In India, gains from sale of shares which are of a “Long-term” nature (i.e. shares held for more than 12 months) and sold in a stock exchange are exempt from Tax.  The relevant section in the Tax code [Section 10(38)] refers to exemption for  “income arising from the transfer of long-term capital asset, being an equity share” which is sold in a recognized stock exchange.

An “exemption” provision under section 10 under the Indian Tax law operates very differently from a “deduction” provision, inasmuch as the income which is governed by an exemption provision is kept completely outside the purview of income-computation process.

Further, the  the term “income” is interpreted as including both the positive (i.e. gain) and negative (i.e. loss) aspects of income, based on a ruling on a ruling of the Supreme Court which clarified that income also includes a loss.

The widely prevalent view therefore was that when there is a loss on sale of “long-term” equity shares in a stock exchange, the said loss does not enter the income-computational process and therefore not admissible for set-off against a Long-term gain that a Taxpayer may have from a taxable, long-term capital asset. The Honorable Gujarat High Court in its decision in the case of Kishorebhai Bhikabhai Virani Vs. ACIT had also taken the above view (i.e. that loss from sale of equity shares cannot be claimed for set-off)

Case made out for a differential treatment of loss from sale of shares

The counsel appearing for the Taxpayer, Mr. Soli Dastur, argued that the normal computation provisions under the Income-tax Act would apply when the exemption is granted to only a ‘part’ of the source of income. It was argued that exemption provided under section 10(38) was applicable only to listed equity shares and units of equity oriented funds, and was also conditional. It was argued that in such a situation, the exemption applied only in case there was a gain from the transaction. It was therefore argued that in a scenario where the transactions resulted in a loss to the Taxpayer, then the normal computation provisions would apply.

Reliance was placed on an ruling of the Calcutta High Court in the case of Royal Calcutta Turf Club Vs CIT, which was on the issue of exemption given to breeding horses and pigs under section 10(27).

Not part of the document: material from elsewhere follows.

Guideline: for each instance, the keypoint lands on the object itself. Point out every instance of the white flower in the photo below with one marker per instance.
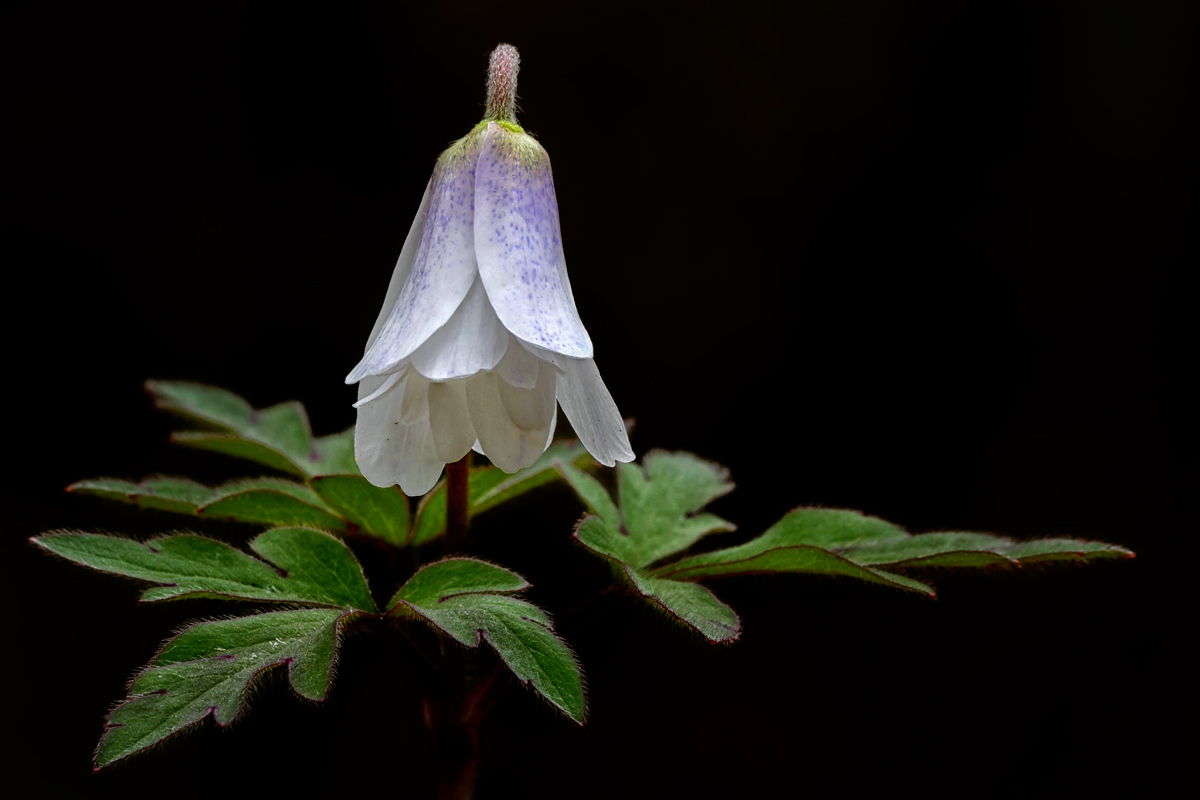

Ruling of the Mumbai Tribunal

The Mumbai Tax Tribunal accepted the arguments advanced on behalf of the Taxpayer and ruled that losses from sale of long-term capital asses, being equity shares, can be claimed as set-off. The Tribunal took note the ruling by the Gujarat High Court, the facts of which case were more appropriately applicable, but preferred to adopt the view of the Calcutta High Court as it found the latter’s view to be based on precedents laid down by the Apex Court.

 

Our view

The aforesaid ruling being a decision at the Tribunal level, the same is unlikely to result in any re-thinking of the stand adopted by Revenue authorities. However, Taxpayers may consider lodging a claim of set-off of any such losses suffered by them, to keep the option of availing set-off of such losses open.

Action Steps by Taxpayers

Review the positions taken in relation to losses on sale of equity shares and lodge claim for set-offs.  The option of filing a revised return can also be explored, if the amounts involved are material and time-line window for revised return is still available. Such claims can also be made at the audit stage, if the audits are open. We would also recommend to assess the mitigating option of paying tax even while making a claim for set-off of long-term capital loss.

Even where there is no immediate need for set-off, claims for losses suffered may be made to secure such a right to set-off against a future foreseeable gain.